Thirdly, you attempt to force a subjective definition of reason on the readers. However, reason is not subjective. It is that which has sufficient proof and rationale to support a given conclusion and is independently verifiable. Of course we should expect you to attempt usage of the antique Subjectivism of Immanuel Kan given your username. And so I quote Immanuel Kant:
"(I) found it necessary to deny knowledge of God... in order to find a place for faith."
I don't think so. Again, just because something is an irrational happenstance does not mean that it is necessarily untrue.
I did not say that all irrational belief is necessarily untrue. However, it is arbitrary and unworthy of belief by a rational human being. Until there is reason to support a conclusion, there is no reason to believe it. So my statement holds, using irrational arguments, combined or uncombined with rational ones, leads to an irrational conclusion regardless of the conclusion's truth. Of course this assumes that the irrational statements are required for the given conclusion because if not, there is no reason to include them at all.
Why can't there still be a god of lightning who is causing the physical processes of lightning to occur?
Please tell me you didn't just say that. You are simply proving my point about faith -- one may introduce any arbitrary, unsupported idea that they want as fact. Simply, a god of lightning is irrational. Any whimsical idea such as this is unfounded and is not to be considered until valid proof is presented. The burden of proof lies entirely on the person who makes such a claim -- you cannot prove a negative. Care to try? Tell my why there can't be an invisible giant pink elephant, lifted into the air by invisible yellow fairies, that in turn lifts Boeing 747's into the air when the airlines transport people.
Call me an old-timer, but the field of "reasoning" includes all areas of knowledge including metaphysics, ethics, and law. There are many areas of reasoning which have nothing to do with natural sciences, but with theoretical science--e.g., theology, astrophysics.
Yes, reason is employed by the truthfull theoretical astrophysicist. Reason is also employed by the atheistic theologian. However, a religious theologian, in the same manner as an astrophysicist claiming the stars are holes in a shell enclosing the Earth just before "heaven", is irrational.
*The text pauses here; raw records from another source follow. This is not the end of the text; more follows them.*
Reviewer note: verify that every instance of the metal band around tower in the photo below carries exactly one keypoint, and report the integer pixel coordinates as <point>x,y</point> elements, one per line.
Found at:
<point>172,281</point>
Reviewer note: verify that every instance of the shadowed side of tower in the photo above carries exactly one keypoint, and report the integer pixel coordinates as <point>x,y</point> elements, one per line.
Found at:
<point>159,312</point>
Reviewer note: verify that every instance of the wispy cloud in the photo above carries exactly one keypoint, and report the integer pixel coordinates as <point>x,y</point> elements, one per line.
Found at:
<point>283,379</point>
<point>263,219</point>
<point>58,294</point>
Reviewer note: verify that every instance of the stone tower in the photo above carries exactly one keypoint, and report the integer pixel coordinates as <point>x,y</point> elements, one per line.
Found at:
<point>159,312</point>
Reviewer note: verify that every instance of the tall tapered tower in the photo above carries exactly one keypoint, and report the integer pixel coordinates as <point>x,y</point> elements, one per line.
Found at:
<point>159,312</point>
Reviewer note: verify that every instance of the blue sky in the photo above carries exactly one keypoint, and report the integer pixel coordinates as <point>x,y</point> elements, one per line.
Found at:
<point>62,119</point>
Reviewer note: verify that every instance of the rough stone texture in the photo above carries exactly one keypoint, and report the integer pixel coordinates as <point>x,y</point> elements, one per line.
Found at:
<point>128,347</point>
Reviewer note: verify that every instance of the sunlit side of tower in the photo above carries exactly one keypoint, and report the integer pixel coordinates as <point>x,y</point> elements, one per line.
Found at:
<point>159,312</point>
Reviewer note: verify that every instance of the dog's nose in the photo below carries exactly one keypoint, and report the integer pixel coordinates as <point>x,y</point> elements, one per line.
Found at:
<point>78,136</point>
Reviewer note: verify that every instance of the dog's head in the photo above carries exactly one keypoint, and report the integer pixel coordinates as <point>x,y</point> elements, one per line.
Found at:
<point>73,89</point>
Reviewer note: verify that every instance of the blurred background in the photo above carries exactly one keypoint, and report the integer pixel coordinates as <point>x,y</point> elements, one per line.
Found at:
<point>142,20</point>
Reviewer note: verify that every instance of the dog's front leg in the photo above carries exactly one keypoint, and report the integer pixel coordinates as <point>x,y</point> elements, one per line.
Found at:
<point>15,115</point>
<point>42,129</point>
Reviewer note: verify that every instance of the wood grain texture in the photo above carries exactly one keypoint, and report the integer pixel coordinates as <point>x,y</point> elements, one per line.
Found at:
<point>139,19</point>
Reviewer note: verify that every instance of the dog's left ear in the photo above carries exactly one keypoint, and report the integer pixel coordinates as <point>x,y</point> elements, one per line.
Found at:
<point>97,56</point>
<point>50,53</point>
Again, anyone who wholly rejects their reason is not being religious; rather they are choosing to be only half-human...if not, then, animal--less than human. The reason behind most failures to understand religion is just that: they don't "understand" it--if they did, they couldn't deny it. For the True Faith is insurmountably reasonable.
It is quite the opposite, anyone who
does not wholly reject reason is not being religious. A reasonable person cannot accept anything by faith (in the religious sense), as that would be to abandon reason. If you look at history, religion has always been the enemy of reason. From the Catholic Church's treatment of people like Galileo, to Martin Luther's famous statement:
"Reason must be deluded, blinded, and destroyed. Faith must trample underfoot all reason, sense, and understanding, and whatever it sees must be put out of sight and ... know nothing but the word of God." Religion is not, and never has been "the fulfillment of reason."
does it really "matter"? Your example is not an inconsistency; it is simply the problem of stories being handed down by word of mouth. Or, in some instances, certain people might have been closer or further away from Jesus and heard different things and arrived at different conclusions about what "exactly" was said.
For the people infallibility of the bible, yes, this simple example destroys their claim. I agree, this is the problem of stories being handed down by word of mouth. However, what gives you the authority to claim that this is a false section of the bible, but other parts of your decision are not? If you cannot hold the bible as truth in whole, then any partial truths one attempts to glean from the text is another arbitrary selection (unless proven reasonably). Certainly if the three supposed "people" attributed to writing these sections by religious people are wrong about something as simple as what Jesus said on the cross then they could be wrong about talking bushes, revelations in their dreams, and any other countless irrational claims. And regardless of how you like this example, I provided a link to many others that you may read.
Just don't call yourself a "thinker" -- you employ irrational claims that go against thinking and reason.